Tag:papier crottin d éléphant

papier chiffonLe moulin extrait chimiquement la cellulose de divers végétaux : fougère, lavande, ortie, feuilles de tilleuls Une de ses fabrications est le papier à base de rafles de raisins (grappes) pour les étiquettes de bouteilles de vin de notre terroir (Cru CABARDES).
Une des innovations est la collaboration avec l'Observatoire Marin de Cavalaire qui travaille à la préservation des herbiers de posidonie, végatal marin. Le moulin a réalisé du papier de posidonie.

Tous nos papiers fabriqués au moulin à base de végétaux récupérés ne sont pas blancs. Il n'existe aucun végétal blanc dans la nature. Ils vont donc du beige au brun en passant par le gris vert. Le blanchiement pourrait se faire par oxygénation comme cela se pratique dans l'industrie papetière.

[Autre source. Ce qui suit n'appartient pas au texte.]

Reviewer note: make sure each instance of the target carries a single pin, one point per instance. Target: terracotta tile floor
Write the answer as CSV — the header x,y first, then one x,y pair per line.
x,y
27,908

Depuis 1994, l'activité du moulin s'est orientée vers le papier traditionnel, fait feuille à feuille, à la main à partir des pâtes chiffon : lin, chanvre, coton ( papier chiffon ). En partant d'études et de brevet déposé en 1841 par le français Tripot, le Moulin à papier de Brousses réalise des papiers à base de cellulose extraite du crottin des éléphants. (papier pur crottin d'éléphant de l'Aude, grâce à la Réserve Africaine de Sigean). Le principe est simple : les herbivores non ruminants ne digèrent pas la cellulose contenue dans les végétaux ingérés, cette cellulose est systématiquement rejetée. Après délavage et traitement du crottin, la feuille de papier est réalisée.

 

« Dès 1841, M. TRIPOT de Paris avait déposé un brevet de fabrication du papier " à partir de la fiente de tous les animaux herbivores."
Cette idée est reprise par un belge, M. JOBARD : cet audacieux n'était pas un homme vulgaire ; il est mort directeur des Arts et Métiers de Bruxelles.
Il estimait que la paille et le foin avaient déjà subi une première trituration sous la dent et dans l'estomac des chevaux. "
Le crottin, disait-il, est en grande abondance : on peut obtenir de chaque cheval un kilogramme de papier par 24 heures ; une seule caserne de cavalerie suffirait à la consommation du Ministère de la Guerre. Il est étonnant que l'on n'ait pas songé plus tôt à cette matière …"
L'idée est exploitée un peu plus tard : une usine, située aux Portes de Paris, fabriquait du papier et du carton avec le fumier des chevaux des écuries impériales ! Certains papiers " bulle " en pâte demi-blanchie qui sortaient de ces ateliers étaient appréciés, paraît-il, pour envelopper la pâtisserie !* Le fumier de cheval ne fut pas le seul à tenter les esprits originaux au début de ce siècle : une gazette étrangère mentionne " un projet de papier dont l'élément principal serait le fumier de l'éléphant, lequel se compose uniquement, quant il a été lavé par la pluie, de courtes fibres mal digérées d'un bambou croissant dans le terreau des forêts vierges.
L'éléphant serait ainsi producteur, lessiveur et broyeur de pâte. Il constituerait un appareil automatique, se vidant et se remplissant tout seul, mobile et susceptible de s'installer partout, solide, car l'animal vit très vieux, pas cher, parce qu'il se vend presque pour rien avant d'avoir été dressé."*
Ce projet fantaisiste a-t-il eu quelque application ? L’histoire ne le dit pas ! »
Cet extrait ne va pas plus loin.